Que a JBS sofreria com a deterioração das margens, poucos analistas duvidavam. Não à toa, as ações já caíram 50% em doze meses. No balanço divulgado no início da noite de ontem, a firma dos irmãos Batista veio com um resultado operacional abaixo do consenso, sinalizando que o cenário adverso ainda vai levar tempo para passar.
A margem no negócio de carne bovina na América do Norte, unidade responsável por quase 30% da receita, recuou ao menor nível desde 2016, refletindo o gado mais caro. No quarto trimestre, a JBS Beef fez uma margem Ebitda de apenas 2,1%. Antes da divulgação, o time de analistas liderado por Thiago Duarte, do BTG Pactual, projetava uma margem de 3,5%.
Num momento de economia global claudicante (o resgate do Credit Suisse não deixa mentir), juros nas alturas e inflação persistente, operar uma indústria sob forte pressão de margens sem atrair um comportamento reticente do investidor seria impossível. Estrutura de capital é o nome do jogo.
Custo da dívida
“Tendem a falar só de dívida, mas o que importa é a capacidade de pagamento, que depende do seu custo de dívida e prazo de amortização. Uma coisa é uma dívida com custo médio de 14%. Outra é um custo médio de 5%. É bem diferente”, disse Guilherme Cavalcanti, o CFO da JBS, em entrevista ao The Agribiz.
Em dezembro, o custo médio das dívidas da JBS estava em 5,7% ao ano. A parcela em dólar, que responde por quase 90% do endividamento total, marcava 4,6%, em média. A estrutura das dívidas (86% no mercado de capitais, com taxas previamente fixadas) dá previsibilidade.
“A despesa financeira está no nosso controle e não muda muito. Ela é da ordem de US$ 820 milhões por ano”, disse Cavalcanti. Além do serviço da dívida, a JBS gasta US$ 300 milhões com arrendamentos por ano. Em capex, são mais US$ 1 bilhão de manutenção e US$ 500 milhões para expansão — incluídos os aportes na Seara e na fábrica de salame dos Estados Unidos.
Geração de caixa
Com essas contas, Cavalcanti dá uma medida do conforto da JBS para atravessar a fase mais adversa do mercado. Para chegar ao breakeven de caixa, um Ebitda de US$ 3 bilhões ou um pouco menos já basta. Para se ter uma ideia da magnitude, a JBS fez US$ 6,7 bilhões no ano passado e não gera menos de US$ 3 bilhões por ano há uma década — a última vez foi em 2013, quando o Ebitda atingiu US$ 2,8 bilhões.

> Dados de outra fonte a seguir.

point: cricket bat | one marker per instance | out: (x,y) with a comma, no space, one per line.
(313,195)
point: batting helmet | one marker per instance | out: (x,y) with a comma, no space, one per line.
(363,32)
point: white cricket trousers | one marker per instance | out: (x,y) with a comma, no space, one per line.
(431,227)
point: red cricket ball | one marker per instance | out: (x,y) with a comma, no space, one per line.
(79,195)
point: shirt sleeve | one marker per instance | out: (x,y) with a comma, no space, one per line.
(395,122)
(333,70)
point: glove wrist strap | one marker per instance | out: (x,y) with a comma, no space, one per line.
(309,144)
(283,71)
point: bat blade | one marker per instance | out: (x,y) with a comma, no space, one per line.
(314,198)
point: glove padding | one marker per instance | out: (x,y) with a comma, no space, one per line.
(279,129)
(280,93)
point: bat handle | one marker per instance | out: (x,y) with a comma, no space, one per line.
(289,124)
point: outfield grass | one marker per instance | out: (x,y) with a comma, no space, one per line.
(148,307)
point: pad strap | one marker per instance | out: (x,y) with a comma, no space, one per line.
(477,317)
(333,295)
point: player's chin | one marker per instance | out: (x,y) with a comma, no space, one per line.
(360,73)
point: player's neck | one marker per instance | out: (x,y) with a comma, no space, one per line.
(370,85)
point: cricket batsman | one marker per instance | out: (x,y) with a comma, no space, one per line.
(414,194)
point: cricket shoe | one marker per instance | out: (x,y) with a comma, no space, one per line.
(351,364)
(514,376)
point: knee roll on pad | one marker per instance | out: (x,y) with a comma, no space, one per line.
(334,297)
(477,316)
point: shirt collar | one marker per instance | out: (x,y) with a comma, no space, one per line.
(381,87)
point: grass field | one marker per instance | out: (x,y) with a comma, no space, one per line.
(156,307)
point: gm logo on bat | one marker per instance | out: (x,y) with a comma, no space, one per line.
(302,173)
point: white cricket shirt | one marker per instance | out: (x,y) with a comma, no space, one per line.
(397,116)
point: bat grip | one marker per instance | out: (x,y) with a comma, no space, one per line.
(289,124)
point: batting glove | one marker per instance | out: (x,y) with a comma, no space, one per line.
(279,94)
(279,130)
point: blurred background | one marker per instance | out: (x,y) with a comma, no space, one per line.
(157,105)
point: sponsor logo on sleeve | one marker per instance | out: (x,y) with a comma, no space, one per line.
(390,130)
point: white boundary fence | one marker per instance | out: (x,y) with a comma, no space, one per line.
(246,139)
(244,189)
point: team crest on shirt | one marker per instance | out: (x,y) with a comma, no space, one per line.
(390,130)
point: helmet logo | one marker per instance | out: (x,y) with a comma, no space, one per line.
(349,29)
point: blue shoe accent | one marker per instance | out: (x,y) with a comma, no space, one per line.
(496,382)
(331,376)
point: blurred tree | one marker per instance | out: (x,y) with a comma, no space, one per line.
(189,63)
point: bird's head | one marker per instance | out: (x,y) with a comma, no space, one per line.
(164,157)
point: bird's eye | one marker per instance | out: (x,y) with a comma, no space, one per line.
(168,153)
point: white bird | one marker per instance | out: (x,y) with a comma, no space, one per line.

A geração de caixa da JBS reflete uma melhora substancial das margens ao longo dos anos, mostrando que a estratégia de agregar valor desde o IPO em 2007 vem funcionando. De lá para cá, a empresa deixou de ser apenas um frigorífico de bovinos para se tornar uma das maiores companhias de alimentos do mundo. As margens, que estavam próximas de 5% entre 2008 e 2012, ficaram mais próximas dos dois dígitos entre 2018 e 2022.

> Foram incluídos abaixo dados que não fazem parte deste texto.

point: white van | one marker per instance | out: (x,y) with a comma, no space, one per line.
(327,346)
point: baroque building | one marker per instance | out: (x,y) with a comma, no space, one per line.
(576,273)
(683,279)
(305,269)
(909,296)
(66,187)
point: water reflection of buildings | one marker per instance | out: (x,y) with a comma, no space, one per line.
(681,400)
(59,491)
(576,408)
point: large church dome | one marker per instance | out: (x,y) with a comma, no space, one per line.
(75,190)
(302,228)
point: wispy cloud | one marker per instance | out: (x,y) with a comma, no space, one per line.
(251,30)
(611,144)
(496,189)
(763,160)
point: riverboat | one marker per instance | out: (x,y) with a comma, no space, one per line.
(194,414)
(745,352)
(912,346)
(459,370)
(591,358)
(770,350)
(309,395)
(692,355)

Repetir esse nível de margens parece um tanto improvável neste ano diante da piora do cenário macro e do ciclo da pecuária nos Estados Unidos — haverá menos gado disponível por um tempo razoável —, mas a grande dúvida mesmo é saber quando e em que nível as margens do negócio de bovinos na América do Norte vão se normalizar.
Novo normal?
A margem de mais de 20% da pandemia, sem dúvida, não volta mais, mas os 2,1% registrados pela JBS Beef no quarto trimestre talvez sejam muitos baixos. Se permanecer nesses níveis ao longo de todo o ano, a JBS poderia ver a alavancagem (dívida líquida/Ebitda) chegar a 3,2 vezes, como mostrou uma análise de sensibilidade publicada pelo BTG Pactual em fevereiro.
Para Gilberto Tomazoni, CEO global da JBS, as margens históricas da indústria americana de carne bovina são mesmo de um dígito, mas o nível normalizado das margens deve ser algo mais próximo de 5% — “mid-single digits”, segundo o executivo — do que dos atuais 2%. O prazo para isso, no entanto, é incerto.
Daqui a pouco, às 9h, começa a teleconferência da JBS com analistas para falar dos resultados.